ASSÉDIO SEXUAL
José Augusto Carvalho
Burro por onde passa deixa a marca da ferradura.
Johnathan tinha quase sete anos. Era puro, era pequeno, era criança. Não tinha ainda sete anos.
A escola de Johnathan, em Lexington, na Carolina do Norte, era bonita. Talvez fosse a mais bonita daquela pequena cidade americana, plantada no condado de Davidson.
E era bonita porque Johnathan tinha quase sete anos.
A cidade de Johnathan era pequena e era bonita. Não era talvez a menor de todas, mas era talvez a mais bonita de todas as cidades pequenas e bonitas que há nos Estados Unidos.
E era bonita porque Johnathan tinha quase sete anos.
A sala de aula de Johnathan era pequena. Nela só havia vinte alunos. Todos pequenos, todos crianças, todos com sete anos ou com quase sete anos. A diferença de idade entre o mais novo e o menos novo de todos não chegava a cinco meses.
Johnathan tinha quase sete anos, e era feliz, como todos os seus colegas de classe, como todas as crianças que têm pais que as amam e lhes dão carinho.
No dia 26 de setembro de 1996, Johnathan estava ainda mais feliz, porque era seu aniversário: ele estava completando sete anos de vida... Então ele olhou para a menina bonita que estava sentada ao seu lado, e quis manifestar sua alegria, dando-lhe um beijo no rosto.

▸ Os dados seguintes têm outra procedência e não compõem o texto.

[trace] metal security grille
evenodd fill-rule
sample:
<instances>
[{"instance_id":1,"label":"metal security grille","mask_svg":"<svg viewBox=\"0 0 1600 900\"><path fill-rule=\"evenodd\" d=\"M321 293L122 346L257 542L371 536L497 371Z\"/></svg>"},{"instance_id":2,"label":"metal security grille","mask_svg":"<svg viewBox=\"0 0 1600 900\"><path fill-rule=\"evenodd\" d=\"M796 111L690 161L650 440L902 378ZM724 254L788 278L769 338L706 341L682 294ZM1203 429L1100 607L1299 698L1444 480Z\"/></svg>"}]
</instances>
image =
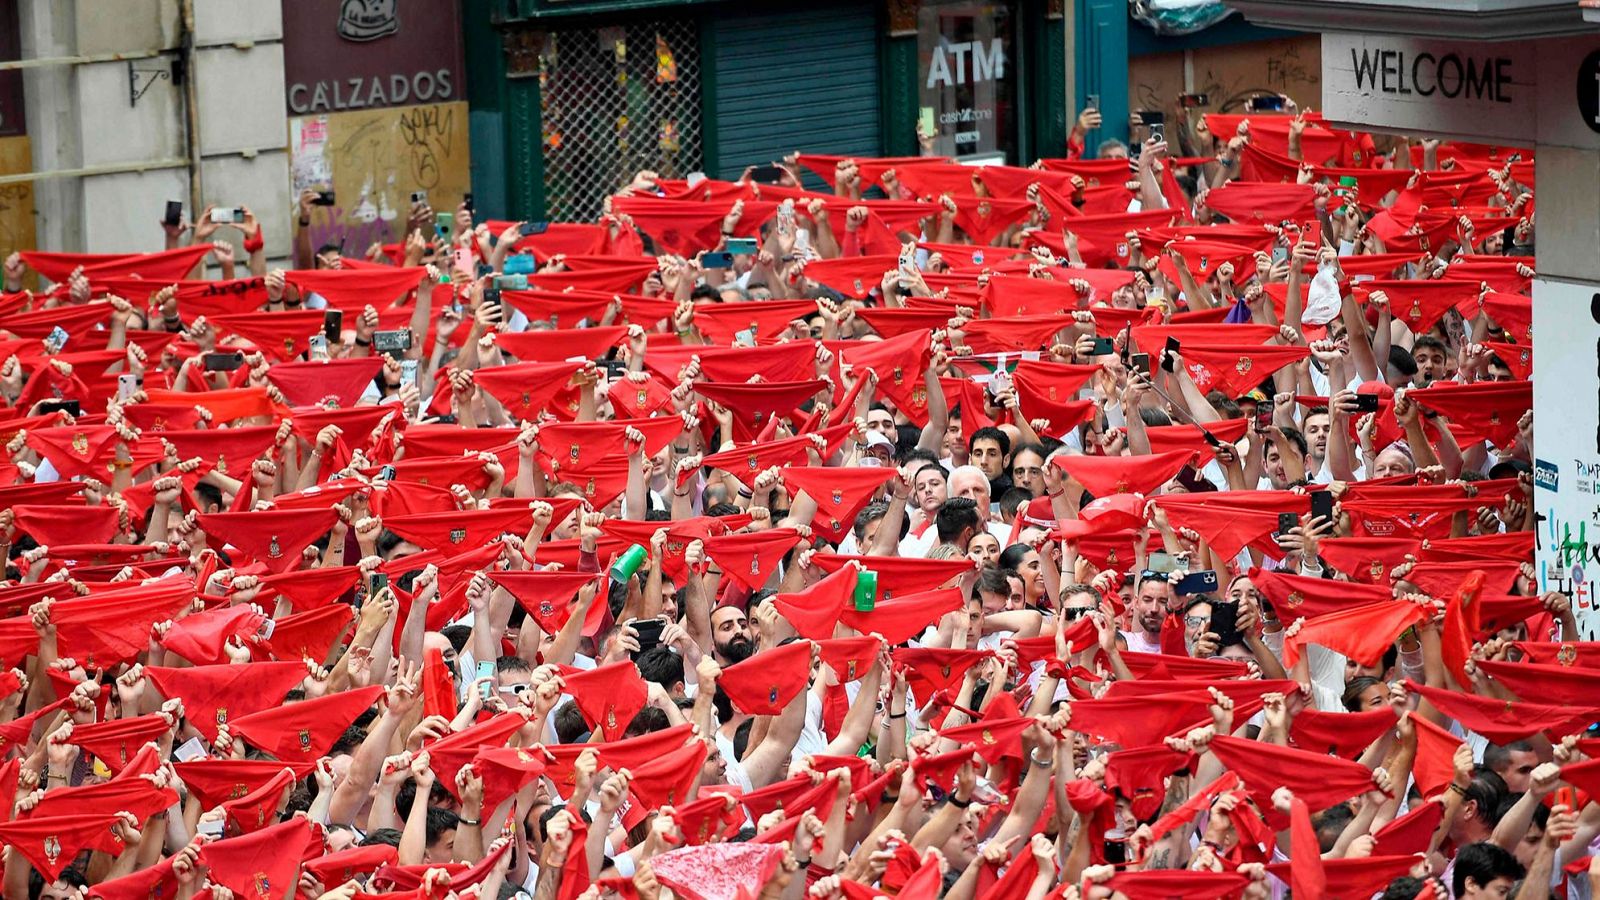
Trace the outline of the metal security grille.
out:
<instances>
[{"instance_id":1,"label":"metal security grille","mask_svg":"<svg viewBox=\"0 0 1600 900\"><path fill-rule=\"evenodd\" d=\"M546 215L592 221L640 169L700 168L695 26L662 20L551 31L539 58Z\"/></svg>"}]
</instances>

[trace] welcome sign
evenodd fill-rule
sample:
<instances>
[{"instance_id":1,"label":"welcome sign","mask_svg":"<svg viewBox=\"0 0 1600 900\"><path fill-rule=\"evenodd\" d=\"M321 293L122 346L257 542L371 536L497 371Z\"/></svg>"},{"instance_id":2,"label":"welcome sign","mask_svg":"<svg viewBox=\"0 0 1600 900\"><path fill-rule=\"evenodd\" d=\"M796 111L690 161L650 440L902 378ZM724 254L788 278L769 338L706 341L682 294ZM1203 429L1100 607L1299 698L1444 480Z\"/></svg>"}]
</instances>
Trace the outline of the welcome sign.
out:
<instances>
[{"instance_id":1,"label":"welcome sign","mask_svg":"<svg viewBox=\"0 0 1600 900\"><path fill-rule=\"evenodd\" d=\"M1362 128L1528 143L1537 68L1528 42L1325 34L1324 113Z\"/></svg>"}]
</instances>

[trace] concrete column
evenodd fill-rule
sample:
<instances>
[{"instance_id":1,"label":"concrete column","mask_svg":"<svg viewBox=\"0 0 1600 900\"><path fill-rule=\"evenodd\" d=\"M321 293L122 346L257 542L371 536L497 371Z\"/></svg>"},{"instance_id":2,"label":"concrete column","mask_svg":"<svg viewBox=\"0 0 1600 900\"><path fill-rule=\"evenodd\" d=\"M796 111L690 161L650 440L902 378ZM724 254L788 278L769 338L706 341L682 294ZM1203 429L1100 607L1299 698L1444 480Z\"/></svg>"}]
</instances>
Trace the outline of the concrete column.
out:
<instances>
[{"instance_id":1,"label":"concrete column","mask_svg":"<svg viewBox=\"0 0 1600 900\"><path fill-rule=\"evenodd\" d=\"M19 10L22 56L71 56L77 38L73 5L24 3ZM77 78L72 66L31 69L22 77L33 169L75 169L83 165L77 115ZM83 245L83 192L77 179L54 178L33 185L36 240L40 247Z\"/></svg>"}]
</instances>

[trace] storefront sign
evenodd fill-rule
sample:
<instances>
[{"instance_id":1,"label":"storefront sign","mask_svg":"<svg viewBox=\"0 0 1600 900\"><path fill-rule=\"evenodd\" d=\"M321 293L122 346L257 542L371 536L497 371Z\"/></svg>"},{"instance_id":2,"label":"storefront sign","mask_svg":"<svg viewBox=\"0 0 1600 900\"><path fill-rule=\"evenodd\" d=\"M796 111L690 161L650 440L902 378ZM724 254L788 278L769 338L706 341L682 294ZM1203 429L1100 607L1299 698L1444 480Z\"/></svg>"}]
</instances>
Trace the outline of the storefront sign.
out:
<instances>
[{"instance_id":1,"label":"storefront sign","mask_svg":"<svg viewBox=\"0 0 1600 900\"><path fill-rule=\"evenodd\" d=\"M924 3L917 11L920 128L948 156L1010 153L1016 103L1011 10L1004 3Z\"/></svg>"},{"instance_id":2,"label":"storefront sign","mask_svg":"<svg viewBox=\"0 0 1600 900\"><path fill-rule=\"evenodd\" d=\"M1600 285L1533 283L1534 512L1539 588L1572 597L1600 637ZM1559 385L1558 389L1540 386ZM1588 397L1589 402L1574 402Z\"/></svg>"},{"instance_id":3,"label":"storefront sign","mask_svg":"<svg viewBox=\"0 0 1600 900\"><path fill-rule=\"evenodd\" d=\"M1322 37L1326 116L1363 128L1528 141L1535 59L1524 43Z\"/></svg>"},{"instance_id":4,"label":"storefront sign","mask_svg":"<svg viewBox=\"0 0 1600 900\"><path fill-rule=\"evenodd\" d=\"M463 96L458 4L295 0L283 51L291 115Z\"/></svg>"}]
</instances>

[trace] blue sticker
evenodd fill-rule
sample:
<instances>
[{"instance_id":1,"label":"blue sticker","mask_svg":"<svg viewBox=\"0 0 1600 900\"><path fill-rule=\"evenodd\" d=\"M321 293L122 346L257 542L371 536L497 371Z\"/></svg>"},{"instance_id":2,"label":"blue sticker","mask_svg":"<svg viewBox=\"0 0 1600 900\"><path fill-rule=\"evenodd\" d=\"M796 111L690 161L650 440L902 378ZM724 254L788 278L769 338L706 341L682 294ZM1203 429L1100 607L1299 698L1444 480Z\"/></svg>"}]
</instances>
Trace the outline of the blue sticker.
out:
<instances>
[{"instance_id":1,"label":"blue sticker","mask_svg":"<svg viewBox=\"0 0 1600 900\"><path fill-rule=\"evenodd\" d=\"M1547 491L1554 491L1561 483L1561 469L1555 463L1545 462L1542 459L1533 461L1533 484Z\"/></svg>"}]
</instances>

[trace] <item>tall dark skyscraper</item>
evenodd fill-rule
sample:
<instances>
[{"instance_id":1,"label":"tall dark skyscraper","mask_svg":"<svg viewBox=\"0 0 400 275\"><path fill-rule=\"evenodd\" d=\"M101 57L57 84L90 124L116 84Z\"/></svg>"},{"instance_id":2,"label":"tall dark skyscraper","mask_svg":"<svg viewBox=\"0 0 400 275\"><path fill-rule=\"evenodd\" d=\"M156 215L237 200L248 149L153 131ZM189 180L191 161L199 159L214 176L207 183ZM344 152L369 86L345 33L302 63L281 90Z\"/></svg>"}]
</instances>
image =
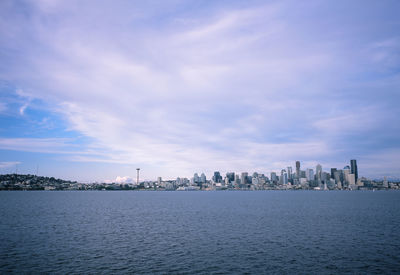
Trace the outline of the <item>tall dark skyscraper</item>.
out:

Mas a professora viu. A professora de Johnathan não era feliz. A professora de Johnathan não era beijada por ninguém de sua idade. A professora de Johnathan não se lembrava mais da última vez que recebeu um beijo de alguém de seu tamanho. Por isso, a professora de Johnathan ficou com inveja e com raiva.
A professora de Johnathan decretou que Johnathan era um menino pecador e pôs Johnathan para fora de sala. A professora de Johnathan foi à direção da escola para dizer que Johnathan tinha praticado um crime chamado “assédio sexual”. A diretora da escola de Johnathan também tinha saudades do último beijo que havia recebido, e por isso também tinha raiva e inveja das pessoas que eram amadas e não tinham vergonha de ser felizes. A porta-voz das escolas públicas de Lexington, Jane Martin, apoiou a professora e a diretora, porque o regulamento da escola é de conhecimento dos pais.
Johnathan foi alvo de risos, de zombarias, de chacotas, de piadas. Ele vivia no país mais poderoso do mundo. Tão poderoso, que até um beijo de criança tinha sabor de pecado grave. Johnathan não podia mais ficar em Lexington, e teve de mudar-se de cidade, porque lhe haviam ensinado na escola do país mais poderoso do mundo sua primeira lição de antivida.
A escola de Johnathan já não era mais tão bonita. Porque os sete anos de Johnathan não tinham mais o sabor da infância.
E a cidade de Johnathan não era mais tão bonita, porque Johnathan se tornou quase um adulto, com sete anos de idade.
Mas o país onde Johnathan morava era o mais poderoso do mundo. Até depois de velho, Johnathan poderia orgulhar-se dele.
Alguns anos depois, num banho de mar, numa praia do Pacífico, o adolescente Johnathan viu que uma banhista se afogava à sua frente. Nadou até ela, arrastou-a como pôde, lutando contra o mar, até o lugar em que a espuma das ondas se infiltrava na areia... Mas lembrou-se do beijo que dera numa garota bonita de sua classe, quando de seu aniversário de sete anos. E deixou de lado, na areia, a mulher que tirara das ondas.
Johnathan não tinha mais apenas sete anos.
Os curiosos chegaram e notaram que a banhista não respirava mais. E perguntaram ao Johnathan por que ele não havia feito respiração boca a boca, para salvar a moça que ele tinha retirado das águas.
Johnathan não respondeu. Talvez para não perder o resto de infância e de pureza que ainda havia em sua vida adulta.
Porque Johnathan não tinha mais apenas sete anos.
Johnathan tinha virado cidadão do mais poderoso país do mundo.
José Augusto Carvalho é Professor Universitário jubilado.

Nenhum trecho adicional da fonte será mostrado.